We use pytorchs' built-in, pretrained ResNet18. We update the last linear layer to be mapping 512 to 136 for our number of points.


We split the data into 80/20 for training and validation. Then we used batchsize 256 on learning rate 1e-3 using the adam optimizer for 10 epochs. This gave us the following training graph:

Then, we trained using the same settings on the entire dataset. However, this time we did 15 epochs (we couldn't do 15 on the split due to time constraints).


For some reason, on the test dataset on kaggle our new model did worse than the one trained on less epochs. This may be due to some overfitting after training over a longer period. We ended up with a MSE of 13.19555.

Here are some sample results:

We see that the model is having signifcant trouble with my images. The first (left-most) image is where it does the best, and does a decent job outlining the keypoints of my face. However, for the other two image, the quality of point labelling suffers. For the second image, the model seems to think my face is higher than it is. This may be simply because I defined the bounding boxes myself, and it does not match the convention of our input data. For the third image, the output is close, but it is just slightly off.

It looks like the model has trouble unless the input is exactly in the same format as our training data, as the self-defined bounding boxes don't work very well.

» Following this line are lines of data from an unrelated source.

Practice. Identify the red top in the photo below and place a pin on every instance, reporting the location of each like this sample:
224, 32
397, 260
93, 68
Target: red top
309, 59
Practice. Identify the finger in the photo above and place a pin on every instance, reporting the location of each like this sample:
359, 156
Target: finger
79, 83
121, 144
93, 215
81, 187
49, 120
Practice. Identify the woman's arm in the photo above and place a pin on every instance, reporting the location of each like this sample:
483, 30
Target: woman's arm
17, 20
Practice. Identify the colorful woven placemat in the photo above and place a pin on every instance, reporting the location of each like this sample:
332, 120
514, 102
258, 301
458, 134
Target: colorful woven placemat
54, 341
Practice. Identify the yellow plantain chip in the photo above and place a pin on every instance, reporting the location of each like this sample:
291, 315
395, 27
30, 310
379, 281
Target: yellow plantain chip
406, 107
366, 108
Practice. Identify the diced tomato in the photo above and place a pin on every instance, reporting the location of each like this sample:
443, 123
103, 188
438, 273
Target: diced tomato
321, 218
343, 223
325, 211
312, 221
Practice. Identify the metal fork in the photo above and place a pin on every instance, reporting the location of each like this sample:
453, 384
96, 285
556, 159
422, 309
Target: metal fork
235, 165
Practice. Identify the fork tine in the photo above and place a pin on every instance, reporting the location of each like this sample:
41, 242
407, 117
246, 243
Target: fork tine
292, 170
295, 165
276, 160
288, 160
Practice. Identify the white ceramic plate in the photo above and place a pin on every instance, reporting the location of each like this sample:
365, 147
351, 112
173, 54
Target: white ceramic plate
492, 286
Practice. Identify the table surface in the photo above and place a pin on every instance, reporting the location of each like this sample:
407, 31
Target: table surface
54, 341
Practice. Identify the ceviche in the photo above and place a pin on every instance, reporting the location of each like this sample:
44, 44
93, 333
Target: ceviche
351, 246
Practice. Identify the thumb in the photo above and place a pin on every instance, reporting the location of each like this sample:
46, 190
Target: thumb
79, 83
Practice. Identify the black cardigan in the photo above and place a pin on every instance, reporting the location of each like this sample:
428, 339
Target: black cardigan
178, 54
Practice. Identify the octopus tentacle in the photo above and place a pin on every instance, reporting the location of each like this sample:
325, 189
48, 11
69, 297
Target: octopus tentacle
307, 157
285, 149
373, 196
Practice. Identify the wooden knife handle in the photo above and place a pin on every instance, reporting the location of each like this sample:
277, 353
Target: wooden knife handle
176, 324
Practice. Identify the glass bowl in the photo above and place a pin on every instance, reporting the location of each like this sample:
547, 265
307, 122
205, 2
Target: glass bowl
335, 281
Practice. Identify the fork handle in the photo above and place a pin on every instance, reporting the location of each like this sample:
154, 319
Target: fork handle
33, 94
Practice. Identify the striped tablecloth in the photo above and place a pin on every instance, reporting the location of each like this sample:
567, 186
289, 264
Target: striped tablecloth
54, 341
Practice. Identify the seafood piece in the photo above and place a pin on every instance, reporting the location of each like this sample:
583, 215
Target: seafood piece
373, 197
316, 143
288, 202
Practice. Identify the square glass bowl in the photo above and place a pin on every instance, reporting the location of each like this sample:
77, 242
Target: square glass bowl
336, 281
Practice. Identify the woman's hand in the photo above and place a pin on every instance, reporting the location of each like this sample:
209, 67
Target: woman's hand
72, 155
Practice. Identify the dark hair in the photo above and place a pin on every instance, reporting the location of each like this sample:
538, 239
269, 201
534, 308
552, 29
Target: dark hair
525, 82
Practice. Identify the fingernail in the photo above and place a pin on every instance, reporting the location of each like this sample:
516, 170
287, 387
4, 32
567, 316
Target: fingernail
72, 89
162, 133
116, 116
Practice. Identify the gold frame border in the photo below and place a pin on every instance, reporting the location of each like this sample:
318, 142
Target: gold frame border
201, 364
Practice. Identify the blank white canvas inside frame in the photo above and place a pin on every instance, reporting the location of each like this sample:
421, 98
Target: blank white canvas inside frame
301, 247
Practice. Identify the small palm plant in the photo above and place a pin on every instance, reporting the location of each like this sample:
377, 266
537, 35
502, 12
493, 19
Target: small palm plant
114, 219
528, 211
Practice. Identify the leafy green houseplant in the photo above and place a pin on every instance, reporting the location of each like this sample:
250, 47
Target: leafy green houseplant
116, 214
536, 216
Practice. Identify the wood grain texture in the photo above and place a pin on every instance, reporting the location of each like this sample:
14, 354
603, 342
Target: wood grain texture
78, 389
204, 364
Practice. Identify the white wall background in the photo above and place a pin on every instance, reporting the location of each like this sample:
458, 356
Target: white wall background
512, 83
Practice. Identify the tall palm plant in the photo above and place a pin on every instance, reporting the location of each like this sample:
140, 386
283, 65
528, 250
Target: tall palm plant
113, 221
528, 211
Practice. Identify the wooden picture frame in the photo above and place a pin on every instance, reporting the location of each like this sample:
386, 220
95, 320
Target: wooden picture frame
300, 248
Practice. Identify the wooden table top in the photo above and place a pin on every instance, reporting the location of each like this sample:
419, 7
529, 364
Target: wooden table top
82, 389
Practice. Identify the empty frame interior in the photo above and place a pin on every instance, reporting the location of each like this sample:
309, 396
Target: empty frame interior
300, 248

Bells and Whistles: Creating a Morph Sequence

I got some extra images of myself in addition to the ones from above. Then I cropped them all, run the network to generate keypoints, and finally used the code from project 3 to generate a movie. Here's how it turned out! Since the keypoint selection certainly isn't perfect, the movie looks a bit strange. But here it is!

I would've gotten more images, but I would have to select the boxes myself which is quite slow, and then run the project 3 code which would take just as long.